El frío poblano es intenso. El frío chilango es una ilusión, comparado a esto. Mis caminatas son con chamarra y ipod, para olvidar el frío. Casi al terminar, paso a un OXXO a comprar un café. A veces lo hago a la mitad. Mientras camino, escucho algún podcast o una lista de reproducción. Ahora que estoy en Puebla, estoy aprendiendo a vivir con el ipod. Es útil para los camiones, para salir a caminar, para ponerlo en el coche y alegrarnos un poco en los veinte minutos de recorrido de un lugar a otro. El fin de semana pasado, cuando visité a viejos amigos, uno de ellos me preguntó:

–¿Y ya te acostumbraste?

–Sí… es bonito vivir en otro lado.

Mi mujer habló de las fotos de cielos. Está sorprendido, dijo, de que siempre se vea el cielo. Cuando entramos a la ciudad se dio cuenta del smog, dijo mi mujer. Era cierto. El cielo me ha cautivado. Me ha atrapado con un azul vehemente. He llegado a pensar que incluso ya afectó algo espiritual, algo psíquico, en mi interior. El frío poblano es intenso. He aprendido a caminar con él.

He estado viviendo con una perra negra. Le llaman Tomasa, la negra Tomasa. Se la pasa moviendo el rabo.
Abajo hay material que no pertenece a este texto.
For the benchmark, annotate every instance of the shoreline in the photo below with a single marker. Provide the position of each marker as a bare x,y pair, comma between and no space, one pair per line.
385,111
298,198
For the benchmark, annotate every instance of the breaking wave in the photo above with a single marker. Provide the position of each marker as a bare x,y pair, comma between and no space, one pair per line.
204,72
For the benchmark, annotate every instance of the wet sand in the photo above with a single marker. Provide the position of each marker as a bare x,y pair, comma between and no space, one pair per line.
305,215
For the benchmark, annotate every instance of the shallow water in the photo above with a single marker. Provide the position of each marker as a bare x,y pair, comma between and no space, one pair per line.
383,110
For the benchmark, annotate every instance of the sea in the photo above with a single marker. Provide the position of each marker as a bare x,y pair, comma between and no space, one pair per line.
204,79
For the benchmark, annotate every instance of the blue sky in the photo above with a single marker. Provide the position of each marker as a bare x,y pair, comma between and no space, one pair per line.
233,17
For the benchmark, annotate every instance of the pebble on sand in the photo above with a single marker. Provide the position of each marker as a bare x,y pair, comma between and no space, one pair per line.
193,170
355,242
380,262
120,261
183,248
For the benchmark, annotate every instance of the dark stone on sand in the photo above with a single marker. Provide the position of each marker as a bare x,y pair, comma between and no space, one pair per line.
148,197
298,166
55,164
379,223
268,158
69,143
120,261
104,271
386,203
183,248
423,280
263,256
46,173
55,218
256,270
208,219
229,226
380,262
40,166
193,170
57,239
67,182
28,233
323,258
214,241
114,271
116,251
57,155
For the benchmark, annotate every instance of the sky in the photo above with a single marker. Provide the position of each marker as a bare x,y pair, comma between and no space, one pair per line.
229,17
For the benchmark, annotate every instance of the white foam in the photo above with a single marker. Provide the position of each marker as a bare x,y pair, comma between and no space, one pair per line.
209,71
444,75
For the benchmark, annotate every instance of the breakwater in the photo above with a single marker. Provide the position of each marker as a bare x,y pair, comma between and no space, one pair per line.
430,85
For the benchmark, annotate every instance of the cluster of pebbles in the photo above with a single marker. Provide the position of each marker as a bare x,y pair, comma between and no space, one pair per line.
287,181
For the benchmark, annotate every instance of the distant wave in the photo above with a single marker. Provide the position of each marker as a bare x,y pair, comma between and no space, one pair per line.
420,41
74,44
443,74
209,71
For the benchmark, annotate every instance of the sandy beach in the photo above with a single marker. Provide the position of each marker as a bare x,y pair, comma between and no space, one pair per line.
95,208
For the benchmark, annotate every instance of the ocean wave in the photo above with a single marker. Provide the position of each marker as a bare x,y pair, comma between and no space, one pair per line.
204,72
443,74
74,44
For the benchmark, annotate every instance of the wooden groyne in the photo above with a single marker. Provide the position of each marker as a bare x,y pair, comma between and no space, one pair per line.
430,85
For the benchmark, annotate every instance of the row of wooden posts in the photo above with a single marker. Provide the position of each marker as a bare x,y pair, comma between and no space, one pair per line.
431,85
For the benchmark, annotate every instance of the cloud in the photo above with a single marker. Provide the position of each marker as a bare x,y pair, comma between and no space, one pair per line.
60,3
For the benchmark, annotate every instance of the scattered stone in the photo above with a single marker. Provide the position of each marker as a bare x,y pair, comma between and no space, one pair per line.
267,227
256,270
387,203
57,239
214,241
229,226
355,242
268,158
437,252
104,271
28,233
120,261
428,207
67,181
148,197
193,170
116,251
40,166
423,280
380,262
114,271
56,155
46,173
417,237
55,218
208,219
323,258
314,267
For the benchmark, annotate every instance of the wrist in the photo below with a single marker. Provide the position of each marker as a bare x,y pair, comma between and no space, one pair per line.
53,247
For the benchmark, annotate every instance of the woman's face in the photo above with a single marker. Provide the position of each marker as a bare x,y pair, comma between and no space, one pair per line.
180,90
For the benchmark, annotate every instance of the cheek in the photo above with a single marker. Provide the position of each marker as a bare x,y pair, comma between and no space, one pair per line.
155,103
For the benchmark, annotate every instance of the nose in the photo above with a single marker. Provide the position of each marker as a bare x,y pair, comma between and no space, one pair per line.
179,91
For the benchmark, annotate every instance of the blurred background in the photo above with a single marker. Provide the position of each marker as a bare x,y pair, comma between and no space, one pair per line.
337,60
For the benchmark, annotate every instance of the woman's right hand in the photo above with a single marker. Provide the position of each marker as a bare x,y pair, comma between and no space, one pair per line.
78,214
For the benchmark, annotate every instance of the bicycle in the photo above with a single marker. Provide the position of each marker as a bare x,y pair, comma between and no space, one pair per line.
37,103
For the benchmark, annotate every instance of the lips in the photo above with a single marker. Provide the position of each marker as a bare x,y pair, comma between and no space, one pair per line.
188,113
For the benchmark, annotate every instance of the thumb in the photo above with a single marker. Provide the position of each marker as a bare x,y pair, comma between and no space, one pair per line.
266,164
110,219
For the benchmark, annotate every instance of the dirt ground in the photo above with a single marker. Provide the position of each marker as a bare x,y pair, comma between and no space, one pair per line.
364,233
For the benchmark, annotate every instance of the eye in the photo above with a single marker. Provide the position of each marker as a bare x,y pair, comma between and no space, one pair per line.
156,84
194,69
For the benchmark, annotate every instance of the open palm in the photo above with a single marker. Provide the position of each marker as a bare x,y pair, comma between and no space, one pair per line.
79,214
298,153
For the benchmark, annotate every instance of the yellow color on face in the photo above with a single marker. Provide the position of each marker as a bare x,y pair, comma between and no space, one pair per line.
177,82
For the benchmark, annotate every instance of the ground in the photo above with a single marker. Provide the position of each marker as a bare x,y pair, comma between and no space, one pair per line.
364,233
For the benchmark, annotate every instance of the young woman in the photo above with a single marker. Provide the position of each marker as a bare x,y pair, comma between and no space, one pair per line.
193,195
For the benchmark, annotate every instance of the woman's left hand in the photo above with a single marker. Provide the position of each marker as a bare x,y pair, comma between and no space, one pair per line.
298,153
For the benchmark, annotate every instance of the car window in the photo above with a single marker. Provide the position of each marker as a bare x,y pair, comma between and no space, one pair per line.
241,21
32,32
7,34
Piensa que la vida es un juego. A fuerza de manotazos ya le enseñé que no quiero que rasque las puertas. Educar un perro a manotazos. ¿Me pregunto si haré lo mismo con un hijo o una hija? Pienso en ello… y me daría tristeza ponerle la mano encima a alguien que todavía no ha nacido. Estoy leyendo “Muerte de Tinta” de Cornelia Funke. El padre ha educado a su hija a que los libros, su olor, su textura, sus palabras, sirven para todo tipo de situaciones y calmar cualquier sentimiento. He pensado que eso es cruel. No todas las respuestas están en un libro. Se la pasa moviendo el rabo. Terminé la obra de Bernard Shaw que estaba leyendo. Si tengo suerte, jamás olvidaré al padre Keegan. Al loco. El padre Keegan estaba loco. Vivo con una perra negra. El libro es un placebo. Ahora el perro esta ladrando… quiere pasar. Nos educamos mutuamente.

Lo miro, me mira, nos castigamos mutuamente en silencio. Esta repetición de oraciones tiene un motivo. Todavía no comprendo cual. ¿Acaso debemos comprenderlo todo? “Intrínsecamente”… esa palabra no me gusta. “Intrínseco”. Se atora en la garganta, en los labios, en la lengua. Es una palabra que no fluye, a pesar del significado. No me gusta cuando las palabras no fluyen. Me gustaría que las palabras fueran río, siempre río… humedad que corre y escurre sobre todas las cosas. También es cruel, como enseñarle a un niño que los libros lo pueden ser todo. Si tuviera un hijo, sería cruel como todos los humanos lo somos, y leería cada noche un pedazo de los libros que estoy leyendo en voz alta, para acostumbrarlo al sonido de mi voz, a las palabras hirientes, a las palabras húmedas, ese caudal de palabras interminables e intrínsecas, en el corazón del hombre.